NASCAR’s first Black driver says organization is 50 years late but welcomes the culture shift

A half length portrait of racing driver Willy T Ribbs, a member of the Budweiser Trans Am team, standing next to his racing car, 1980. (Photo by Afro American Newspapers/Gado/Getty Images)

(CNN) — NASCAR is shifting in response to the national outcry over racial injustice, and while the sport’s first Black driver welcomes the change, he says it is coming late.

“NASCAR has taken a step, it’s about 50 years a little late, but they’ve taken a step you’d never see this in any other major sporting event,” Willy T. Ribbs said of the sport’s decision to ban the Confederate flag to CNN’s Don Lemon Monday.

That same night, the sport showed support for Bubba Wallace, the only current Black driver in NASCAR’s top circuit. Wallace has been an outspoken advocate of the Black Lives Matter movement and pushed for the Confederate flag ban, leading NASCAR to make the move. Then NASCAR President Steve Phelps said a crew member discovered a noose in Wallace’s garage.

“This will not break me, I will not give in nor will I back down. I will continue to proudly stand for what I believe in,” Wallace tweeted Sunday in response to the noose.

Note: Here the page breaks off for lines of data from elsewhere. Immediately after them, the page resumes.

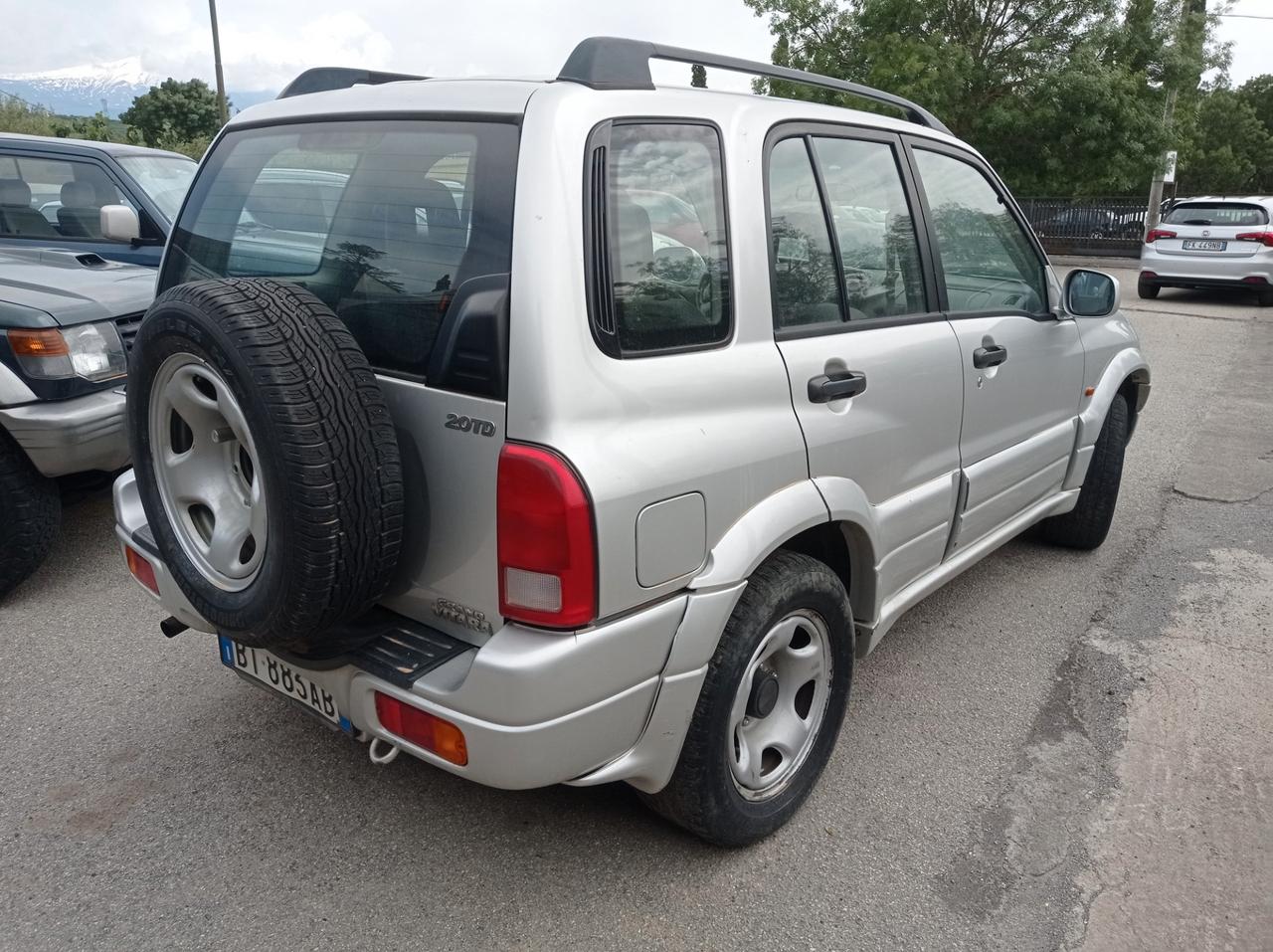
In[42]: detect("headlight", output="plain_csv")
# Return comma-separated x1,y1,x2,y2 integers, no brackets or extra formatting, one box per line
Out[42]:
9,320,128,381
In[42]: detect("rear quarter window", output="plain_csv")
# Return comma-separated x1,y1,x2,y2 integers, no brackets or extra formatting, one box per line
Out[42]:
586,121,731,358
159,119,518,390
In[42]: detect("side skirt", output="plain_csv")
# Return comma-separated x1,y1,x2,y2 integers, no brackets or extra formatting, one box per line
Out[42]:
856,488,1078,658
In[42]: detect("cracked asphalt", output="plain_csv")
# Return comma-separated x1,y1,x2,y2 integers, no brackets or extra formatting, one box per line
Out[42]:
0,261,1273,952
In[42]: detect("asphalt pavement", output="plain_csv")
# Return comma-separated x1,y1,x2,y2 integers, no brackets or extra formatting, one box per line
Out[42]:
0,263,1273,952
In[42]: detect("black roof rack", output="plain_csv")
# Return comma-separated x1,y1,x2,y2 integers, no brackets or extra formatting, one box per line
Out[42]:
277,67,428,99
558,37,950,133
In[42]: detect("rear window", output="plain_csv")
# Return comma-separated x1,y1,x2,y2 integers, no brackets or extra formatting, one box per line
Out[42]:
1163,201,1269,228
159,119,518,377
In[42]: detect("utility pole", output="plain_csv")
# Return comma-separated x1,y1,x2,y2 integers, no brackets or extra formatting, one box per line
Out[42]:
208,0,231,126
1145,0,1206,233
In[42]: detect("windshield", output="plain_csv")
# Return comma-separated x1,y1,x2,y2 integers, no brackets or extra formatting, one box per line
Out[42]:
1163,201,1269,228
115,155,199,222
159,119,518,375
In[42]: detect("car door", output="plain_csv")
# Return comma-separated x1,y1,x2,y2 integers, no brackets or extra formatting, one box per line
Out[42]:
767,126,963,600
909,137,1083,551
0,149,159,266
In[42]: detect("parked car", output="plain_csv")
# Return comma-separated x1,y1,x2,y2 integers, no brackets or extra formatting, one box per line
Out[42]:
0,132,196,268
1137,195,1273,306
0,248,155,598
114,38,1150,844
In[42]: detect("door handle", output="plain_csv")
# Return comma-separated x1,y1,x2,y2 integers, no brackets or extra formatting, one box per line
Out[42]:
809,370,867,404
973,343,1008,370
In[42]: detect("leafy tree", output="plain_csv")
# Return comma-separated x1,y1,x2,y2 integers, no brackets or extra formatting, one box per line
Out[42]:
1237,73,1273,133
744,0,1227,195
119,78,222,147
0,95,56,135
54,112,110,142
1177,88,1273,195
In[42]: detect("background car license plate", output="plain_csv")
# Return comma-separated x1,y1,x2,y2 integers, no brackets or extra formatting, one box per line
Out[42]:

The next day, a huge crowd, including drivers and pit crew members escorted his car at the Talladega Superspeedway.

“I was there 30 years before him, and I didn’t get that kind of support,” Ribbs said. “I was getting death threats.”

Ribbs told Lemon that he doesn’t believe this will be the last aggressive response Wallace will get.

The Confederate flag represents the support of slavery and is worse than demeaning for African Americans, he said. But there will be a “small element that is going to be kicking and screaming as everything changes,” Ribbs said.

For all of the negativity, Ribbs said he believes Wallace will find overwhelming support.

“Good people in all colors are going to push for the right thing,” Ribbs said. He remembers the people who supported him — including Paul Newman, Jim Trueman and Dan Gurney.

“They weren’t African American,” Ribbs said. “They pushed my career along even when there was opposition.”